Il 2 agosto, come ogni anno, l’anniversario della strage alla stazione di Bologna è tornato al centro del dibattito pubblico e mediatico. Ma stavolta, il fuoco incrociato non si è concentrato soltanto sui mandanti dell’attentato del 1980, quanto sulla narrazione stessa degli anni di piombo.
A sollevare la questione è stato Paolo Mieli, ex direttore del Corriere della Sera, ospite del programma In Onda su La7. Commentando l’attacco rivolto da Paolo Bolognesi (presidente dell’associazione vittime della strage) a Giorgia Meloni, accusata di “provenire dallo stesso passato da cui provengono gli esecutori delle stragi” (il Movimento Sociale Italiano, MSI ndr), Mieli ha sganciato una frase che ha raggelato lo studio:
“Nessuno chiama i reati dei terroristi di sinistra ‘comunisti’. Non c’è una targa che dica: ‘qui ci fu una strage comunista’”.
Una provocazione che ha scatenato reazioni immediate tra i presenti, da Luca Telese a Giovanna Botteri, passando per Marianna Aprile. Ma è proprio a partire da quella frase che, è intervenuto anche Daniele Capezzone, direttore editoriale di Libero, ospite di Stefano Molinari.
Stragi comuniste, Capezzone: “Mieli ha rotto un tabù, e ha mandato nel panico lo studio”
“Mi fa piacere che Paolo Mieli arrivi a ciò che in pochi sosteniamo da tempo“, ha esordito Capezzone, commentando l’episodio. “Ed è stato quasi divertente vedere lo sgomento delle facce in studio: sembrava che avesse bestemmiato“.
Capezzone ricorda quindi un libro ‘dimenticato‘, ma profetico: “L’eskimo in redazione“, scritto nel 1990 da Michele Brambilla.

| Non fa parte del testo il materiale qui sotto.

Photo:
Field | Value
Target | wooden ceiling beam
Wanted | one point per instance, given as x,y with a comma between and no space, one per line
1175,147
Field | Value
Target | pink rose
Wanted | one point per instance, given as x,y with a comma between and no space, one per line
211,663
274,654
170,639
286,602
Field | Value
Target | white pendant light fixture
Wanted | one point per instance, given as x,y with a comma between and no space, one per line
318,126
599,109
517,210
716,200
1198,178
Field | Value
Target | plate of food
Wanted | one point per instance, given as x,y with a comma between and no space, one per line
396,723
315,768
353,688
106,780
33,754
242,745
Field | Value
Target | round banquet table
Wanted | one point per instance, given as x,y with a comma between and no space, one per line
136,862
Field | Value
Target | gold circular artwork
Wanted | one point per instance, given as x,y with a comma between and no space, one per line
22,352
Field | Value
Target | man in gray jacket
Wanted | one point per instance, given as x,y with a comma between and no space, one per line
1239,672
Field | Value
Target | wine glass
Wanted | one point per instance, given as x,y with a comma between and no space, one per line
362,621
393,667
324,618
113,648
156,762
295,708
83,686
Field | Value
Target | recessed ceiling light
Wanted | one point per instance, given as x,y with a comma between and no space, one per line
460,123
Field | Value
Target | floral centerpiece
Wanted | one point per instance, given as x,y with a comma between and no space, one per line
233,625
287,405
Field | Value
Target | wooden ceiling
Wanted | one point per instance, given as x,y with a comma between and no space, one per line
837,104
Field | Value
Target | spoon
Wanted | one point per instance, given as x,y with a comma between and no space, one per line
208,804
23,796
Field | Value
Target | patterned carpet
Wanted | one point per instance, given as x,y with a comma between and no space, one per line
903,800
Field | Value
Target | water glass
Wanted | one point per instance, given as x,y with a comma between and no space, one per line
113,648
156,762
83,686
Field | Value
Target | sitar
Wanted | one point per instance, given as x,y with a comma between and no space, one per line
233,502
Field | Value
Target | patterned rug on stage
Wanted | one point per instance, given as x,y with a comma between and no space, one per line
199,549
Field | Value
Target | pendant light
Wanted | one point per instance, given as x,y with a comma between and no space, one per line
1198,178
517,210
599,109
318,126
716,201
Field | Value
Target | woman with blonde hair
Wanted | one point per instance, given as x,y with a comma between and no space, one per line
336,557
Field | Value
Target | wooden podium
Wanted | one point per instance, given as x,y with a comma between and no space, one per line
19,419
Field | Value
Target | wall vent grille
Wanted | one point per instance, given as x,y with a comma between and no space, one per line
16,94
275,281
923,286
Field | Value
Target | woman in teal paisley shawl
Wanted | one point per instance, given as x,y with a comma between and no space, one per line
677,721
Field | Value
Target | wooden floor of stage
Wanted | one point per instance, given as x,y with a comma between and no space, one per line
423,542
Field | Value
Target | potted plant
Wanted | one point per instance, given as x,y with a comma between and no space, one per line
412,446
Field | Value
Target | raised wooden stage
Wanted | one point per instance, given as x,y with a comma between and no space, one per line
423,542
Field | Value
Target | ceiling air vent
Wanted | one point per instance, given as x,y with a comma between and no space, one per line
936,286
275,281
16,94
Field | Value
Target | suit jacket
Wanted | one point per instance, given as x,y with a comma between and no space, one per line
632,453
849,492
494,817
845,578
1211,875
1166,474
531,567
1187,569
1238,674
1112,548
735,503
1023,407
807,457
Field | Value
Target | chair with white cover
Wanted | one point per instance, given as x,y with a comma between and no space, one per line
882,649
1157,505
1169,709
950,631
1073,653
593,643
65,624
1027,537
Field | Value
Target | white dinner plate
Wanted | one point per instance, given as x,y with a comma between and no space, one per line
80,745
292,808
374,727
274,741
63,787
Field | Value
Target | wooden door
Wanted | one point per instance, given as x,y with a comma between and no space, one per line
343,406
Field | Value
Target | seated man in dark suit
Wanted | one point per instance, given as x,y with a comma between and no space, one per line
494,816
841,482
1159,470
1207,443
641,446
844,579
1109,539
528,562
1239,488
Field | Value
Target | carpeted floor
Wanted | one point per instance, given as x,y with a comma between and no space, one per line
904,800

“Il cuore del libro era chiaro: c’è stato un tentativo, dopo il terrorismo rosso, di dire che era un corpo estraneo della sinistra, isolato, minoritario. E invece, Brambilla documentava la simpatia di molti salotti, giornali e redazioni per le BR, specie tra il ’69 e il ’78“.
Capezzone cita titoli e formule tipiche dell’epoca: “le ‘sedicenti’ Brigate Rosse. E si sofferma su un episodio simbolico: la criminalizzazione del commissario Calabresi da parte dell’establishment culturale di Lotta Continua, con tanto di firme eccellenti. Un clima che, secondo lui, preparò il terreno per l’omicidio dell’agente nel maggio 1972.
“Perché su Bologna non si può dubitare?”
Il passaggio centrale del suo ragionamento arriva però alla fine: la questione della strage di Bologna.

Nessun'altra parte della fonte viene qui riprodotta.